Using the course HPC servers

55 minute read

Those of you who are officially enrolled to the course will have access to dedicated high-performance computing servers (rishon1-4) provisioned by Computer Science faculty IT department. Running on the faculty servers will give you access to more computing power and also fast GPUs (which will greatly accelerate your deep-learning tasks). This should significantly speed up your workflow when performing the course homework assignments and when implementing your final project.

These servers are mainly suited for running batch jobs which you can submit to dedicated job queues and be notified upon completion. We therefore recommend you install and work on the assignments locally (on your own machine), and only use the faculty servers when you need to run a long model training task (we will specify in the assignment).

Logging in

Logging in is performed with your Technion Single Sign-On (SSO) credentials. Usually this means the username and password of your @campus or @technion email address.

If your username is e.g. user, login like so

ssh user@rishon.technion.ac.il

or, directly using the server’s IP:

ssh user@132.68.39.36

Notes:

  1. The rishon server is only directly accessible from within the Technion networks.
  2. In some internal Technion networks the DNS lookup seems to not find the rishon hostname. If you get a could not resolve hostname error, use the second option (directly with IP).

Connecting from home

If you need to connect from home, first SSH into a Technion server that’s accessible from the outside (e.g. CSM, CSL) and from there you can SSH into rishon.

You can do this in one command like so:

ssh -J user@csm.cs.technion.ac.il user@rishon.cs.technion.ac.il

This example will connect through the CSM server in the CS faculty. You should be able to use other Technion servers that you have SSH access to.

This method (-J) has the useful advantage of forwarding the SSH public key from your local machine (if available) to the target machine though the intermediate machine.

Notes:

  1. Unfortunately the t2/lux student server cannot be used to access the Technion network from outside due to CIS policy.
  2. If you use CSM, note that the credentials for the CSM server and rishon are not the same: CSM uses the CS-faculty credentials while the rishon server uses the Technion SSO credentials.

Usage

General

The faculty HPC server cluster is composed of a gateway server (rishon) into which you log in with SSH, and four compute nodes rishon1-4 which run the actual computations. The gateway server is relatively weak and has no attached GPUs, so it should not be used for running computations.

Your home directory on the gateway server (e.g. /home/user) is automatically mounted on all the computation nodes.
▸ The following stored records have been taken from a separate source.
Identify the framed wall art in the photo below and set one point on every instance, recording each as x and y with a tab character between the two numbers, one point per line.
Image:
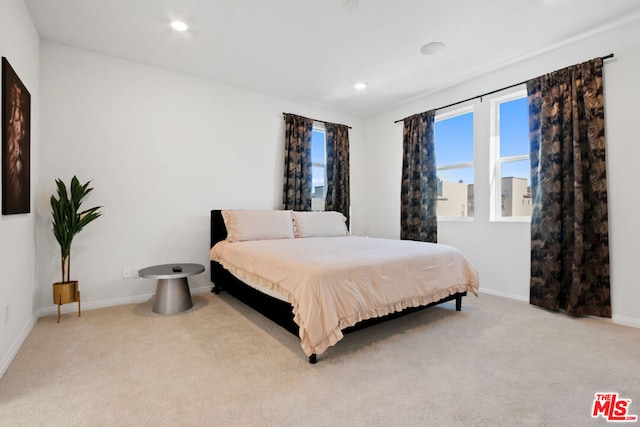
16	141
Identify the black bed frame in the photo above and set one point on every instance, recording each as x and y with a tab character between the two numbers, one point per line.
274	309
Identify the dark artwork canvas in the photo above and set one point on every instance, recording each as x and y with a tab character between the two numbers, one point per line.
16	136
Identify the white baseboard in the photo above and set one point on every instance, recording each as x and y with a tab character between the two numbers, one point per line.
626	321
15	347
504	294
616	319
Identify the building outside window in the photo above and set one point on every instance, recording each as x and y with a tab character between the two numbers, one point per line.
511	183
455	163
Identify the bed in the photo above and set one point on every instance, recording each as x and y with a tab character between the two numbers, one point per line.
305	272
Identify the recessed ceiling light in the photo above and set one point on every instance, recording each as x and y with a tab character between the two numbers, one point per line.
179	26
432	48
351	4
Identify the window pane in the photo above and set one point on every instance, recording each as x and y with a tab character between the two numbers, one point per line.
455	193
317	181
317	147
515	188
454	140
514	128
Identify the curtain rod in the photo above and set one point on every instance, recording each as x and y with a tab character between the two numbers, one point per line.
489	93
321	121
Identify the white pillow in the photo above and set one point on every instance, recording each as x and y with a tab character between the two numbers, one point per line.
320	224
258	225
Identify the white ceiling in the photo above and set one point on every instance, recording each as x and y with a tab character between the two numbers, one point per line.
313	51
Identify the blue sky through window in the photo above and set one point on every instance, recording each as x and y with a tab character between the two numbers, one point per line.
454	145
317	157
454	142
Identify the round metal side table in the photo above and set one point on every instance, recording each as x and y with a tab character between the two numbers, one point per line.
172	291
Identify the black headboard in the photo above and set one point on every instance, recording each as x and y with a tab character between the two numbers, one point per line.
218	229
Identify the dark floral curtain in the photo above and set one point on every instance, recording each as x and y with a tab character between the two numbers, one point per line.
337	198
297	163
569	222
419	191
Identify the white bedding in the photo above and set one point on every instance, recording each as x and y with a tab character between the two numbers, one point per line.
335	282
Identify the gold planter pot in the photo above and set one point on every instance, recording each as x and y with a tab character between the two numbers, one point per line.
64	293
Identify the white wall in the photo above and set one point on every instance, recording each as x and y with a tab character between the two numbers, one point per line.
500	250
19	44
162	149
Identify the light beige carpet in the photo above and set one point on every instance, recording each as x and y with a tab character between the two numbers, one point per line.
498	362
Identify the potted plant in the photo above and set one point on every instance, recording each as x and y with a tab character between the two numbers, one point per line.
69	220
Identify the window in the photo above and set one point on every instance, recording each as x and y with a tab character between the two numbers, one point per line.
318	167
511	182
455	163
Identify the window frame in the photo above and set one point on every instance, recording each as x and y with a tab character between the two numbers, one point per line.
449	114
496	161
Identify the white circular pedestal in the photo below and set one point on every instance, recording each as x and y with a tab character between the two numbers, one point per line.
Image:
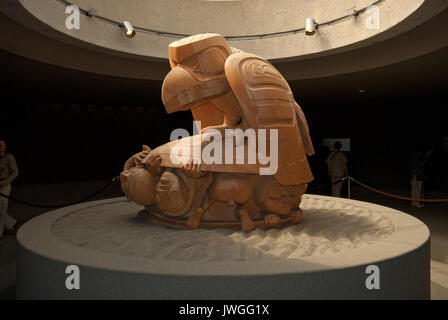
124	256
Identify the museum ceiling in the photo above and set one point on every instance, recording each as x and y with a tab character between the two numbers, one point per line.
408	29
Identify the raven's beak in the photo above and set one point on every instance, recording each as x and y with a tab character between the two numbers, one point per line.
182	91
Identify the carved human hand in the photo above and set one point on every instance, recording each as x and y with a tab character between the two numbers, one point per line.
153	164
271	220
138	158
192	170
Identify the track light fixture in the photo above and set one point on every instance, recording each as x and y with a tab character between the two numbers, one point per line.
130	32
310	28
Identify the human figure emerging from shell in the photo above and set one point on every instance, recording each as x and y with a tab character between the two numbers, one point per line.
225	89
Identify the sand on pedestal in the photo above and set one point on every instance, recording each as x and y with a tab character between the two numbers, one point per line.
122	255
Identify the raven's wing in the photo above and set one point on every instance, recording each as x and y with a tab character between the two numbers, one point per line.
267	102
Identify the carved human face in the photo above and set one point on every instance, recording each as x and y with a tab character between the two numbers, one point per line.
171	193
139	186
277	198
281	199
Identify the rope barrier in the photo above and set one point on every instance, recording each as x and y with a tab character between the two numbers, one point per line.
391	195
114	179
327	185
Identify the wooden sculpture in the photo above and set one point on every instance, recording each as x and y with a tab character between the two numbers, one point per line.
228	91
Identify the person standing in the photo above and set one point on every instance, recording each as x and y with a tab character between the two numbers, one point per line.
418	162
8	172
337	168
This ensures that any programs you install locally under your home folder (for example a conda environment) will be available for jobs running on these nodes. In fact, the first thing you should do after connecting for the first time is to install conda and the course conda environment for your user account.

The computation tasks are manged by a job scheduling system called slurm. The system manages the computation nodes and resources and allocates them to jobs submitted by users into a queue (AKA partition). If you wish, you can read the slurm quick start guide to get a better understanding of the system and the available commands.

The most useful slurm commands for our needs are,

Job queues

We have a dedicated job queue (“partition”) for our course, 236605. Jobs submitted to this queue will be served on one of the rishon3 or rishon4 nodes.

You can view the jobs currently in the course queue by running squeue -p 236605 or an all queues with squeue.

Each job defines which computational resources it requires (nodes, CPU cores, number of GPUs). Multiple jobs can run simultaneously on a compute node as long as their computational requirements can be satisfied.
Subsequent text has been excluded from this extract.